Au café-philo, l’écrivain n’est pas en pyjama

Dans leur rituel de rencontre, ce soir, le mardi 18 juin 2013, Dany Laferrière est à café-philo. L’atmosphère est tendue. De conversation franche, l’écrivain fait le point de son parcours. Mais pour respecter l’ordre du rituel, l’assistance se met debout pour chanter la Dessalinienne, suivi de leur chanson fétiche, qui met en honneur Che Guevara. Par ailleurs, de différents personnages, dans le milieu littéraire viennent à sa rencontre, dont Pierre Clitandre, son fort bon ami.
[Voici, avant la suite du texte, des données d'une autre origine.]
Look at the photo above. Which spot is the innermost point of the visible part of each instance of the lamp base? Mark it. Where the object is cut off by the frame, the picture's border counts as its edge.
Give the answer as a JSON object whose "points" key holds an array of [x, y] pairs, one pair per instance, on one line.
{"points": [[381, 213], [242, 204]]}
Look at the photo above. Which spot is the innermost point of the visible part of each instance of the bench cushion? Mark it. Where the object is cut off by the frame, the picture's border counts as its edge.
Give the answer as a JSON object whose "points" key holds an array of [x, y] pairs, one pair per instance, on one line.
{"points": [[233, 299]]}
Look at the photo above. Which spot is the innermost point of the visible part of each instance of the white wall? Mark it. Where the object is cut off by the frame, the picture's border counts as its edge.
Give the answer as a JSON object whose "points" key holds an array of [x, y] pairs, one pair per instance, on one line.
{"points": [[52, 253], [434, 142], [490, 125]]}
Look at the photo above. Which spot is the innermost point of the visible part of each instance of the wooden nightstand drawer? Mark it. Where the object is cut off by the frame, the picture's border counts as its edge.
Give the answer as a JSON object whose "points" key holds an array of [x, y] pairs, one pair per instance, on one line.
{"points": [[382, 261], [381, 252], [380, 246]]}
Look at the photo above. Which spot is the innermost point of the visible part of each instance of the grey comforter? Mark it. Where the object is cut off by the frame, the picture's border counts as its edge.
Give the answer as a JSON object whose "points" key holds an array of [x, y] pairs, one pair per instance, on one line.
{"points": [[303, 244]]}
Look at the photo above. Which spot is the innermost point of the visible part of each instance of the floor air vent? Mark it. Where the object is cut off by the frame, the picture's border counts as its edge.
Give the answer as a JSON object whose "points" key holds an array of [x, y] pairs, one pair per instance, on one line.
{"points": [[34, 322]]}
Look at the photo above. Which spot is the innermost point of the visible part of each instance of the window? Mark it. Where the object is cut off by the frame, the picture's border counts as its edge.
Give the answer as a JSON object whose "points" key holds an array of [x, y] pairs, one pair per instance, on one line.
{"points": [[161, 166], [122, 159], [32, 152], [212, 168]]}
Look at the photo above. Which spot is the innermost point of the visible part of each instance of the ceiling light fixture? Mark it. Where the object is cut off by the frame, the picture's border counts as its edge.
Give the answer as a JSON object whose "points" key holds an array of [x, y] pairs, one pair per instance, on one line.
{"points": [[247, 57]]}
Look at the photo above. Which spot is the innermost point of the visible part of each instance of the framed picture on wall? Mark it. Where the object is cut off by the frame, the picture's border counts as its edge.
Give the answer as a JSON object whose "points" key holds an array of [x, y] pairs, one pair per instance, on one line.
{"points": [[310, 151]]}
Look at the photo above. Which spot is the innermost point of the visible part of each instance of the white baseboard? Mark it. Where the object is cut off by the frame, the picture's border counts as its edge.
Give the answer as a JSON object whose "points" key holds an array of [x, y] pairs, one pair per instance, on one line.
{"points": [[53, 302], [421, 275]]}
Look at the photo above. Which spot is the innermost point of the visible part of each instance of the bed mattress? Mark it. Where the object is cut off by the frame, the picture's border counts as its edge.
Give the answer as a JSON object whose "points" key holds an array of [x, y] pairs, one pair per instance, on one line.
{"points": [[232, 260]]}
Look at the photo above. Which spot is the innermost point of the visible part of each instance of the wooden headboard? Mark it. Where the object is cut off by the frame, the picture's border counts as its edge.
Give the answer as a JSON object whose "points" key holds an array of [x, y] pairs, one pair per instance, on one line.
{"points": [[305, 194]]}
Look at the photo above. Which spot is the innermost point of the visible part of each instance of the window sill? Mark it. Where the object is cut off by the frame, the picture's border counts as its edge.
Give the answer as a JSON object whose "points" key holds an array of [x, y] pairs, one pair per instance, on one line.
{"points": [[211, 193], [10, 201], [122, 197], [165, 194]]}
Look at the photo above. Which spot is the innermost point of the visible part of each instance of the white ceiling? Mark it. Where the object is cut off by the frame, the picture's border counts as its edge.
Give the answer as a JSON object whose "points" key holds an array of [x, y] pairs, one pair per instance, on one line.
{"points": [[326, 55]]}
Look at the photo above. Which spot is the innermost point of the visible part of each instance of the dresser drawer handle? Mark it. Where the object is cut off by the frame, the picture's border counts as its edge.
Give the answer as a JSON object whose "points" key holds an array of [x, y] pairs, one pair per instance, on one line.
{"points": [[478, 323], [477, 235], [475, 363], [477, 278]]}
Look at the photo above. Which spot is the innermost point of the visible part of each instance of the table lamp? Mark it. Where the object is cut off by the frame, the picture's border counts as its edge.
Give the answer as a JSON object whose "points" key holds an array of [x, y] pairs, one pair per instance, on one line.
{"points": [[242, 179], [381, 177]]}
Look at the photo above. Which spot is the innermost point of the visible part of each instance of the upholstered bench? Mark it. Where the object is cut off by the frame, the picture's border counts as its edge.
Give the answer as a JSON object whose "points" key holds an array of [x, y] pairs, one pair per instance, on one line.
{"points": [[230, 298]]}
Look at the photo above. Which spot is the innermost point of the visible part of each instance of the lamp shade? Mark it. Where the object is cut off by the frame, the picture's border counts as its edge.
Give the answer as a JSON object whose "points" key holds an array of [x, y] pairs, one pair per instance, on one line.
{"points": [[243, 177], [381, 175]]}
Il y a également des lecteurs, des curieux, des amoureux de la philosophie, des philosophes de profession. Tous sont présents pour découvrir beaucoup plus l’écrivain qui a rebondi l’échelle du prix Médicis en 2009.

Dany Laferrière

L’auteur dont son premier roman: “Comment faire l’amour avec un nègre sans se fatiguer” (paru à Montréal VLB éditeur, 1985) cite ses auteurs préférés, en qui il a puisé sa forme d’écriture. En l’occurrence, Charles Burkowski, par sa manière d’harmoniser l’écriture aux plaisirs sexuels, de créer un imaginaire qui pourrait chambouler même la plus criante solitude. Et Borgues par sa manière d’écrire, visant à donner sens et vie même aux choses muettes. Ces influences lui ont permis de produire dans un au-delà de la souffrance duvaliérienne.

L’écriture est d’abord une fête intime. Ce passage se trouve dans son tout dernier ouvrage “Journal d’un écrivain en pyjama” (Montréal, mémoire d’éncrier, 2013). Cet ouvrage fait tout un itinéraire sur la notion de l’écriture littéraire. Il comporte des critiques par rapport à certains écrivains. C’est également un ouvrage dont sa grille vise à apporter des éléments de réponses par rapport à certaines interrogations faites par mes lecteurs dit-il. Il poursuit pour dire, quelqu’un qui souffre d’insomnies doit savoir lire, pour goûter à la passion de la lecture et de l’écriture. Elles vont de paire. C’est ainsi que j’aie pu produire cet ouvrage, en pyjama. De la même manière de Charles Burkowski (woman).

Quand c’est le public qui prend la parole à Café-philo, c’est toujours une tension. Car c’est le moment le plus fort et le plus difficile. Mais Dany, garde sa bonne humeur. Voulant racheter son point de vue par rapport à la présence de Duvalier fils sur le territoire national, l’écrivain répond: “si vous voulez découvrir ma position politique sur mon pays, il faudrait lire et comprendre mes textes”. Des textes, qui malgré eux, n’ont aucunes visées politiques. Mais il faut aller au-delà de ce qui est écrit, poursuit-il pour finir. Ces propos, n’ont pas eu de bonne réception face à ce public tenace et politique.

Dany Laferrière, l’écrivain de “comment faire l’amour avec un nègre sans se fatiguer”, paru en 1985, poursuit son petit bonhomme de chemin avec “le goût des jeunes filles” en 1992 a fait un nom dans la littérature haïtienne. Il est également l’écrivain haïtien qui a emporté le prix Medicis en 2009 avec l’énigme du retour (Paris Grasset 2009- Montréal, Boréal en 2010). Il a griffonné son immortalité dans le Dictionnaire Larousse 2013. Plus d’une vingtaine d’ouvrages. Voilà ce que nous offre l’écrivain comme gain. Partout dans le monde, je verse mon encre pour donner une nouvelle forme d’image d’Haïti aux yeux des autres, pour qu’ils puissent goûter la profondeur de mon pays, dit Dany Laferrière pour clore la rencontre.